Il Pd, una costola del M5s oppure viceversa

Si accentua la pressione, non solo pubblica, che il Pd esercita sui grillini per allearsi nelle regionali.

di Marco Bertoncini 27.11.2019 italiaoggi.it

Si accentua la pressione, non solo pubblica, che il Pd esercita sui grillini per allearsi nelle regionali. I democratici erano convinti che il sostegno concesso da Beppe Grillo all'alleanza di governo (confermando l'apertura a sinistra) si traducesse in un'intesa che, specie se i risultati non fossero negativi, si sarebbe estesa alle non poche regionali di primavera, oltre che a molte comunali, in quest'ultimo caso facilitati dal turno di ballottaggio.

La resistenza frapposta da un insofferente Luigi Di Maio è stata superiore al previsto e, in questa prima fase, dannosa per le ambizioni dei vari Zingaretti, Franceschini, Boccia, protesi almeno a non perdere la rossa Emilia-Romagna detenuta ininterrottamente dall'istituzione (1970). Il Pd punta le residue speranze sugli apparati pentastellati nelle due regioni, facendo loro balenare che una vittoria (impossibile per i grillini in corsa da soli) li doterebbe di poltrone in abbondanza.

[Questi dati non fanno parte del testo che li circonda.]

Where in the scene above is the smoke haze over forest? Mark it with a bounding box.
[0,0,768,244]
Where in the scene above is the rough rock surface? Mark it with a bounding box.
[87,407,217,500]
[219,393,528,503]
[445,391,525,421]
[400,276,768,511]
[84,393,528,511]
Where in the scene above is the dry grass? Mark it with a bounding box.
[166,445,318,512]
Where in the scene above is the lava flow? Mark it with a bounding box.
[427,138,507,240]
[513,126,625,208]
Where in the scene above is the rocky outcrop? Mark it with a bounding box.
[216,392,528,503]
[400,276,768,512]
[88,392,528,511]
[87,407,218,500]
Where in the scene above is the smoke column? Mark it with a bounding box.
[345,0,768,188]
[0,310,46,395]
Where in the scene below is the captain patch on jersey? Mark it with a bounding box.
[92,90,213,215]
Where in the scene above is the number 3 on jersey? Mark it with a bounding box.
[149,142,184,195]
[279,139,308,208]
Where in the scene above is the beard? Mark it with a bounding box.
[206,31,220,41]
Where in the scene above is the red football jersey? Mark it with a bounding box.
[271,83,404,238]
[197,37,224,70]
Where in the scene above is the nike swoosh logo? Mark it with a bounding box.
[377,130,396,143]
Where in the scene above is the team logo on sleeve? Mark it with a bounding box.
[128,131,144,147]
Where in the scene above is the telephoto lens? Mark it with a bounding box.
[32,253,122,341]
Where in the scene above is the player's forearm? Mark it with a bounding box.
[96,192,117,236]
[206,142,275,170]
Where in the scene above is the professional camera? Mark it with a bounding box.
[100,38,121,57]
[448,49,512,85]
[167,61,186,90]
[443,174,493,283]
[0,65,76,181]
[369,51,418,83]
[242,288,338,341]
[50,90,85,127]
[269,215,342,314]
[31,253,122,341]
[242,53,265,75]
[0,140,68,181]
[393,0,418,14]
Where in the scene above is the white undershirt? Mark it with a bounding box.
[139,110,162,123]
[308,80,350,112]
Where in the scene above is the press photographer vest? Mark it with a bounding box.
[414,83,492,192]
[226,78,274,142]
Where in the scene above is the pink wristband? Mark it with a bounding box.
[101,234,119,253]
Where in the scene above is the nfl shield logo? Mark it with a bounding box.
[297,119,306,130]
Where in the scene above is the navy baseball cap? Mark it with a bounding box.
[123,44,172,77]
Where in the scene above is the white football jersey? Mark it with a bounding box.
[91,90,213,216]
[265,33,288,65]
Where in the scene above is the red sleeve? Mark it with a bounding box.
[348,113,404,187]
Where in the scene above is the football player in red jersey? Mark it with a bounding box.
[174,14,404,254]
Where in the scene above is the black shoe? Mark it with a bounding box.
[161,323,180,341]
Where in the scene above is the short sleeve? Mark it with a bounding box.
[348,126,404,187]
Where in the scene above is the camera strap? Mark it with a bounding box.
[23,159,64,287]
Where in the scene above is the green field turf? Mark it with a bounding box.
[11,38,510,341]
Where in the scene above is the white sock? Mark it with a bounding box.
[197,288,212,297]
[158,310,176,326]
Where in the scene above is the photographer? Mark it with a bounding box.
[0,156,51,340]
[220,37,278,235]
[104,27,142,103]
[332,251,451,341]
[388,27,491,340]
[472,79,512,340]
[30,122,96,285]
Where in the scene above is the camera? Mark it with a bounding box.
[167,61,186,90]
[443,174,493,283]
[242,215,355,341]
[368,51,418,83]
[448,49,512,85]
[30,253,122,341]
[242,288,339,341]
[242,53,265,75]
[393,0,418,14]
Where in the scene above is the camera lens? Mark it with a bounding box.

C'è un'altra carta che Nicola Zingaretti tiene per ultima: l'appello a Grillo. È stato smentito l'incontro fra i due, nonostante la voce circolasse vibrata; non sarebbe impossibile che se ne svolgesse prossimamente uno, da negarsi o da confermarsi non importa. Che il Pd diventi una costola del M5s è, nello stesso partito di Zingaretti, un timore o un auspicio, anche se le condizioni sfilacciate del grillismo non rendono credibile l'ipotesi. Più fondata sarebbe la prospettiva di tramutare il M5s in una corrente esterna dello stesso Pd, come ambisce Zingaretti. Tutte queste ipotesi, però, possono tenere conto degli eletti e degli attivisti del movimento; ma imprevedibili restano le reazioni degli elettori, quale che sia la costola: M5s o Pd.